Bütün bunlar sonunda Türkiye, Moskova’ya gitmeyeceğini kesin bir kararla duyurdu. İşin politik ilerleyişi böyleydi. Peki, Moskova’da Türkiye’yi temsil etmesi muhtemel sporcuların o günlerde yaşadıkları?

Günlerce Ağladım

Macide Erdener, bugün Türkiye’de okçuluğun önde gelen isimlerinden. 1996 Atlanta ile 2000 Sidney’de hakemlik yapan Erdener, oyunlarda görev alan ilk Türkiye vatandaşı kadın hakem unvanına sahip. Buna rağmen sporcu olarak o atmosferi yaşayamamanın boşluğunu taşıyor. 1976’da Montreal Olimpiyatı’na katılabilecek dereceleri elde ettiğini ama federasyonun bunu görmezden geldiğini belirten Erdener için 1980’deki boykot tam bir hayal kırıklığı: “Kafilede yer alacak tek kadın sporcu bendim. Katılmayacağımızı akşam haberlerinde duydum. Ondan sonra ertesi gün federasyona sordum niye gitmiyoruz diye. ‘Hükümet böyle karar verdi’ cevabı geldi. Günlerce ağladığımı hatırlıyorum…”

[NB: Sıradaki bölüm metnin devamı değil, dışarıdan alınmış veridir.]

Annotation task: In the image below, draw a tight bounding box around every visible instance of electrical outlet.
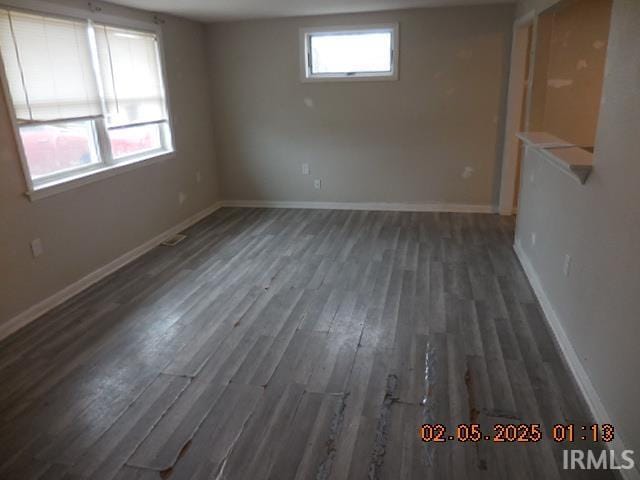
[562,253,571,277]
[31,238,44,258]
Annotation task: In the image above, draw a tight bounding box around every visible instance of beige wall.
[0,1,217,327]
[531,0,612,145]
[517,0,640,465]
[209,5,513,205]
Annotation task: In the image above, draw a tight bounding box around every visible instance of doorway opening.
[500,12,535,215]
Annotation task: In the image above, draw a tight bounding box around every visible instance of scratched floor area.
[0,209,610,480]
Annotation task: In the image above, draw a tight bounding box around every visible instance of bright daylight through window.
[0,9,173,190]
[304,27,396,79]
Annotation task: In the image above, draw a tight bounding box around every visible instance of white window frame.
[300,23,400,82]
[0,0,176,201]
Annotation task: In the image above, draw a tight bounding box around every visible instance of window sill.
[301,73,398,83]
[26,151,175,202]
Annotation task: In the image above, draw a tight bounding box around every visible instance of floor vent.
[160,233,187,247]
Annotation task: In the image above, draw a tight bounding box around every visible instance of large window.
[0,9,173,190]
[303,25,397,80]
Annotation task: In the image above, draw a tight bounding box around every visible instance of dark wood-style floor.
[0,209,609,480]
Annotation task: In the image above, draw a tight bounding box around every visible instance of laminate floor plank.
[0,208,612,480]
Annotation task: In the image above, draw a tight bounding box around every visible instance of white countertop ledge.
[539,147,593,185]
[516,132,576,148]
[516,132,593,185]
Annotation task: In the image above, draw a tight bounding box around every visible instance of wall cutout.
[529,0,613,146]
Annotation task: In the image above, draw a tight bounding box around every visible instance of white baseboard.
[0,203,221,340]
[513,240,640,480]
[222,200,496,213]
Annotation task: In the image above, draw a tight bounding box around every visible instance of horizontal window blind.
[94,25,167,126]
[0,9,102,121]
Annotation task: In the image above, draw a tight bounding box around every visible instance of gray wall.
[209,5,513,205]
[0,0,217,327]
[517,0,640,458]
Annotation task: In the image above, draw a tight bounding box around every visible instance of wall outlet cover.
[31,238,44,258]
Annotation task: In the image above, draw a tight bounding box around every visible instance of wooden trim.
[222,200,496,213]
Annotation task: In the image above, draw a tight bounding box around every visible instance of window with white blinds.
[95,25,166,125]
[0,10,101,120]
[0,8,172,190]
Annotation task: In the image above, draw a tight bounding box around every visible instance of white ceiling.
[108,0,515,22]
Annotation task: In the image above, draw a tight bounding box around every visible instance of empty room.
[0,0,640,480]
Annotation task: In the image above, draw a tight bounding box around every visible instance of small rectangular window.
[0,9,173,191]
[303,25,398,80]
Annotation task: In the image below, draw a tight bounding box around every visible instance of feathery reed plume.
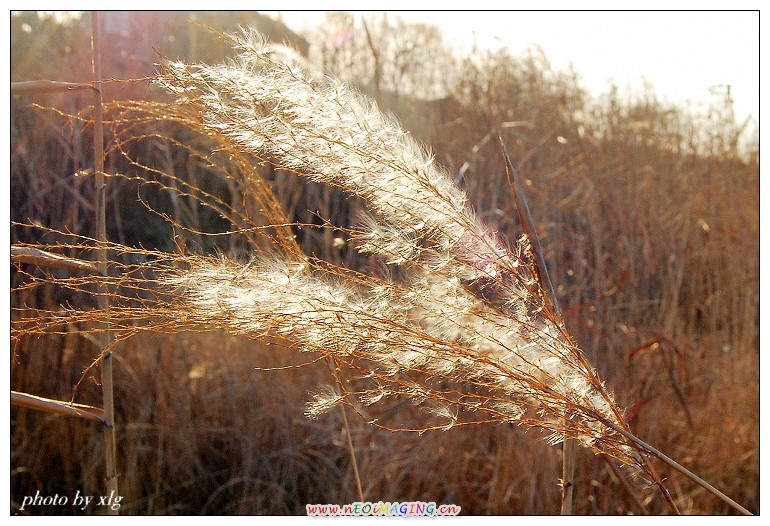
[150,35,638,470]
[7,28,752,516]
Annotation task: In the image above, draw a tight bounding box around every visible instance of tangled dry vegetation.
[12,24,757,513]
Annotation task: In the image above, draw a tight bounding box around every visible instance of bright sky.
[270,6,759,132]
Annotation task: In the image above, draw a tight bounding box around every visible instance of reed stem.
[91,11,119,515]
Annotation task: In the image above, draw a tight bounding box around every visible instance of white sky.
[270,9,759,130]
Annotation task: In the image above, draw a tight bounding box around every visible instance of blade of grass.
[91,11,119,515]
[498,136,576,515]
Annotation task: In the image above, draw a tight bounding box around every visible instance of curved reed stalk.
[13,29,752,516]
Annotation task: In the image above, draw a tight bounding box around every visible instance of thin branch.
[11,391,104,424]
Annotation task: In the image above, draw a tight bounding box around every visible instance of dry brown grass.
[11,11,759,514]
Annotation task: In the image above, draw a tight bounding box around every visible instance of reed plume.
[12,27,752,516]
[142,34,639,470]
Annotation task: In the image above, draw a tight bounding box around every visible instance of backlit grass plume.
[150,36,639,464]
[18,33,746,512]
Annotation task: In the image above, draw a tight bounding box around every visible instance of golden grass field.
[9,13,759,515]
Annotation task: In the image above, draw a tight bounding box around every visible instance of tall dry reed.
[14,28,752,516]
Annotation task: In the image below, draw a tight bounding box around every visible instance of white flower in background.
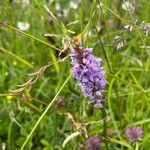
[14,0,30,7]
[70,1,78,9]
[121,1,130,11]
[17,21,30,31]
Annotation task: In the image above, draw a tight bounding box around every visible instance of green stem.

Haberi aldığında şoka giren bir diğer milli sporcu da dönemin önemli atletlerinden Mehmet Yurdadön: “Bulgaristan’da bir yarışımız vardı. Yurt dışındaydık o yüzden. Çat pat Türkçe bilen Bulgar genel sekreteri, ‘Mehmet, yarışlara katılmayacakmışsınız’ dedi. İlk orada duydum. Tabii şaşkınlıkla ‘Neden?’ diye sorunca ‘ABD istemiyor’ cevabını verdi. Romanya’nın genel sekreterine sordum, o da doğruladı.” O yıllarda Amatör Sporcular Derneği Ankara Şubesi Başkanı görevini de yürüten Yurdadön, ülkeye gelir gelmez boykota karşı tavır almış: “Türkiye’ye geldim, daha basına ve sporculara duyurulmamıştı, saklanıyordu. Arkadaşlarla toplantı yaptım, durumu anlattım. ‘Olamaz!’ falan dediler. Sonra gazeteci Doğan Koloğlu’yla konuştuk. O da ‘Maalesef, biz de yeni öğrendik’ demişti.” Yurdadön, bağlı olduğu dernekten arkadaşlarıyla birlikte kendi deyimiyle ‘yerel’ bir mücadele verir, hatta bağımsız olarak katılmak isterler ama işleri kolay değildir: “Devlet götürmese de biz gidelim dedik ama Olimpiyat Komitesi’nden, federasyondan müsaade almak, komitenin bildirmesi lazım falan... O şartlar oluşmadı.” Mehmet Yurdadön, Carter’ın belirttiği gibi alternatif bir olimpiyatın düzenlendiğini fakat Amatör Sporcular Derneği sporcularının da bu organizasyonu boykot ederek tepkisini gösterdiğini de ekliyor. Moskova için alınan kararla alakalı üzüntüsünün esas nedenini de şöyle aktarıyor: “Benim için olimpiyata katılıp katılmamak mühim değildi. Bir devletin başka bir devlet üzerinde hegemonya kurmaya çalışması kanıma dokunuyordu.”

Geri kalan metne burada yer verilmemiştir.